An Unexpected Vantage Point

We just finished the ceremony for those lost at Auschwitz II Birkenau when Avi freed us to look around the camp at our own pace. Grace walked over to the train tracks, sat down, and told me to try it, too. First I felt a little self-conscious, but that disappeared once my combined imagination and presence at the camp converted me into an eyeball. This was not the reflective, ”transparent” eyeball of Emerson’s musings; it was the omnipresent eyeball commanding me to view a few vivid minutes of camp life, forcing me to witness moments that will always be too extreme to comprehend.

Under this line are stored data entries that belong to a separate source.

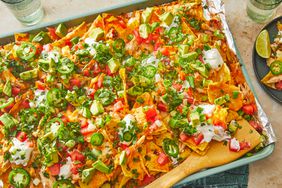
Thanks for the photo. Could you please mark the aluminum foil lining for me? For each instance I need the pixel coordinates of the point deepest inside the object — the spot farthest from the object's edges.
(216, 7)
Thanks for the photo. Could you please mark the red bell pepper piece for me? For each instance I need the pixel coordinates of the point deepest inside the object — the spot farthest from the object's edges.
(249, 109)
(183, 137)
(162, 107)
(256, 126)
(77, 156)
(151, 115)
(15, 91)
(54, 169)
(118, 106)
(278, 85)
(163, 159)
(21, 136)
(198, 139)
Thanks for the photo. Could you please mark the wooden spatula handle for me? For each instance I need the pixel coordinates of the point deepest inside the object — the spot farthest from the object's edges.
(218, 154)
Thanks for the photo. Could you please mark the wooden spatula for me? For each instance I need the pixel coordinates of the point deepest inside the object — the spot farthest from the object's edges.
(218, 154)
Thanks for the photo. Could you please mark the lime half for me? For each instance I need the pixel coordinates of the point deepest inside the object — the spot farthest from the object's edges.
(263, 44)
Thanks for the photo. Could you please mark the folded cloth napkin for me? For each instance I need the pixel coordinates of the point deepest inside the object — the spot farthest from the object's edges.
(234, 178)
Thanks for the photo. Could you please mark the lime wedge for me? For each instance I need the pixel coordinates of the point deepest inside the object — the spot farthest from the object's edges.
(263, 44)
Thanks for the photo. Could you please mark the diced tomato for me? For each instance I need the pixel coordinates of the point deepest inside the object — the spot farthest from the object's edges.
(68, 43)
(157, 46)
(75, 168)
(54, 169)
(84, 123)
(100, 81)
(118, 106)
(25, 104)
(182, 75)
(162, 107)
(8, 108)
(75, 82)
(86, 72)
(278, 85)
(249, 109)
(39, 48)
(65, 119)
(122, 23)
(21, 136)
(91, 95)
(137, 36)
(147, 180)
(220, 124)
(151, 115)
(61, 146)
(126, 148)
(40, 85)
(183, 137)
(180, 108)
(52, 32)
(165, 51)
(77, 156)
(108, 71)
(201, 59)
(190, 100)
(177, 86)
(234, 145)
(15, 91)
(87, 130)
(162, 159)
(47, 47)
(256, 126)
(96, 68)
(244, 145)
(198, 139)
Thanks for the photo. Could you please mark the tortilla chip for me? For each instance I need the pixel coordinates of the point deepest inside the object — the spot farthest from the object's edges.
(219, 89)
(159, 138)
(222, 75)
(270, 80)
(220, 114)
(98, 22)
(134, 164)
(97, 180)
(152, 164)
(77, 32)
(218, 154)
(201, 149)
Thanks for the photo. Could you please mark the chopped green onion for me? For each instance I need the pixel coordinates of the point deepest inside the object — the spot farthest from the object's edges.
(122, 158)
(191, 81)
(8, 120)
(235, 94)
(127, 136)
(99, 165)
(4, 103)
(7, 88)
(97, 139)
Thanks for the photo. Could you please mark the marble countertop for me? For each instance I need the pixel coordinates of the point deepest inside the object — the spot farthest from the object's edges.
(264, 173)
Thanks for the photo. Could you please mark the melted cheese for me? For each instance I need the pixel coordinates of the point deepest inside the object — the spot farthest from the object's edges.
(152, 60)
(36, 181)
(39, 98)
(207, 131)
(234, 144)
(129, 119)
(20, 152)
(213, 132)
(207, 109)
(213, 58)
(65, 170)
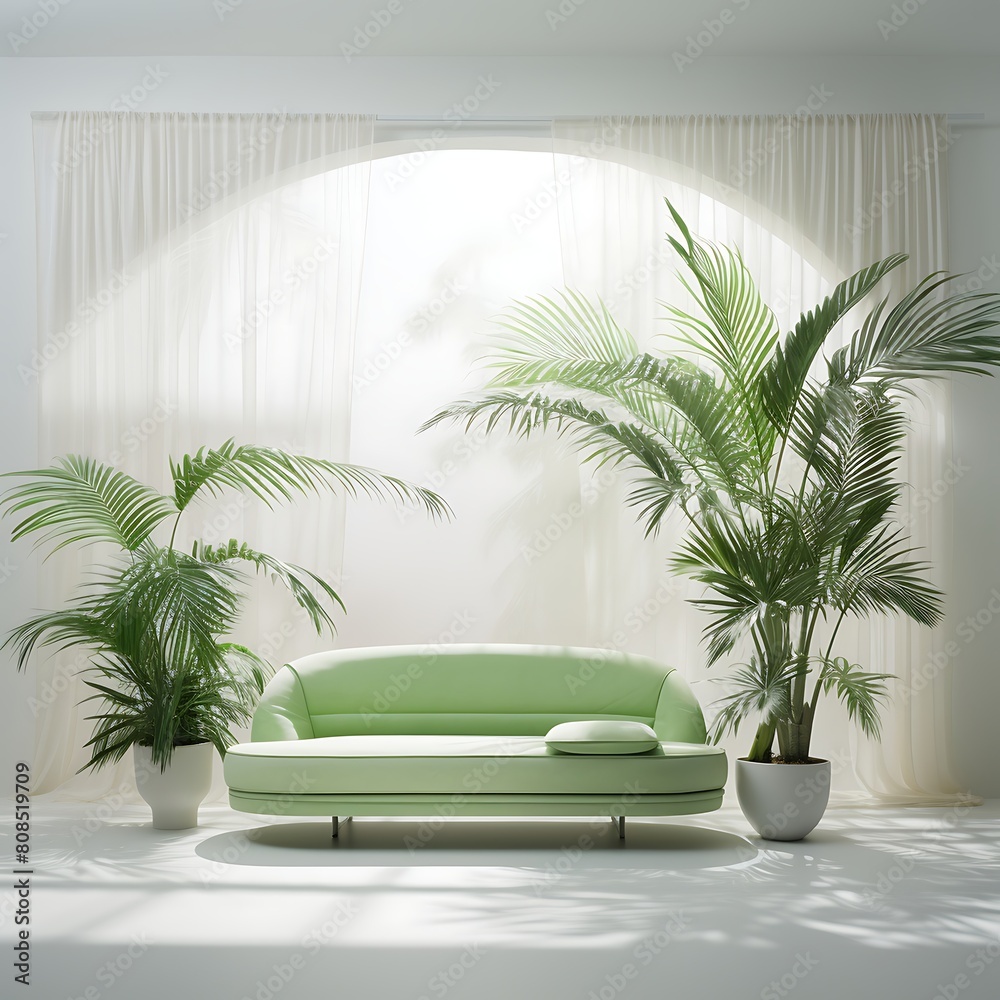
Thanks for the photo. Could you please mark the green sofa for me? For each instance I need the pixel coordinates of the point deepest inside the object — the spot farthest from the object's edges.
(460, 731)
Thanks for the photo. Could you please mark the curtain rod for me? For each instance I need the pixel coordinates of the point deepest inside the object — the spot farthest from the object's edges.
(977, 116)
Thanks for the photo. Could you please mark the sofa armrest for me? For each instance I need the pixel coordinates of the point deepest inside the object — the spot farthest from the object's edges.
(678, 716)
(282, 713)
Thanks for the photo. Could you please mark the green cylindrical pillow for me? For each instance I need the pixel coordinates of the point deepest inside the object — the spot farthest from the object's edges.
(601, 736)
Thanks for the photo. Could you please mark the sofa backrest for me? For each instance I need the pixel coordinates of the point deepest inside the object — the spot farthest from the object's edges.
(472, 689)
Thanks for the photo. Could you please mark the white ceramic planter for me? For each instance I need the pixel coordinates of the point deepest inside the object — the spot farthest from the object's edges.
(783, 801)
(175, 794)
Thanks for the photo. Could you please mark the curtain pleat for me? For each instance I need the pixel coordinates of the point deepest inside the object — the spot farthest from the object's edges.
(199, 278)
(809, 200)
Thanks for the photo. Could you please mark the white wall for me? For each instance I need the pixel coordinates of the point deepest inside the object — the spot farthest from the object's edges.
(539, 87)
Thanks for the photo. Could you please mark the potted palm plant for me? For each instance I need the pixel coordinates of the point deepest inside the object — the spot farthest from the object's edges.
(155, 619)
(781, 461)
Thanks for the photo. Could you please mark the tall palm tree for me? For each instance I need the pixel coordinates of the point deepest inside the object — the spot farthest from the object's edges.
(783, 463)
(155, 619)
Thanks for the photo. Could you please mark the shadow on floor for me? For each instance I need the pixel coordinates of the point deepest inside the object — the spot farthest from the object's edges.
(442, 842)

I could hear a train in the immeadiate distance, slinking along the track. It emerged–a long string of freight cars passed under the main entrance, slowed to a stop, and greeted the men in the blue and white striped clothes tasked with the job of unloading passengers beneath a cheery blue sky.

The uncomfortably muggy weather was miniscule compared with  the passengers’ conditions. As they unloaded from the boxcars, which were not built to house life forms for any period of time, they looked as though each condition pushed past uncomfortable into the intolerable zone. This was confirmed when prisoners entered the selection process and some of their dead piers remained in the boxcars, undoubtedly from dehydration, malnutrition, or disease.

Meanwhile, the passengers quickly molded into a shapeless group, gazing at or screaming to their loved ones during their last seconds together as the SS men separated them by gender and forced them through selection.  The officers ordered the separate groups to march and the vision halted abruptly.

 

What strikes me as odd is that the camp looks as if it had the chance to be beautiful. In a way this almost beauty represents the people who almost spoke out against the Nazis, the people who almost chose to be exceptional over decent, and the victims who almost had beautifully normal lives.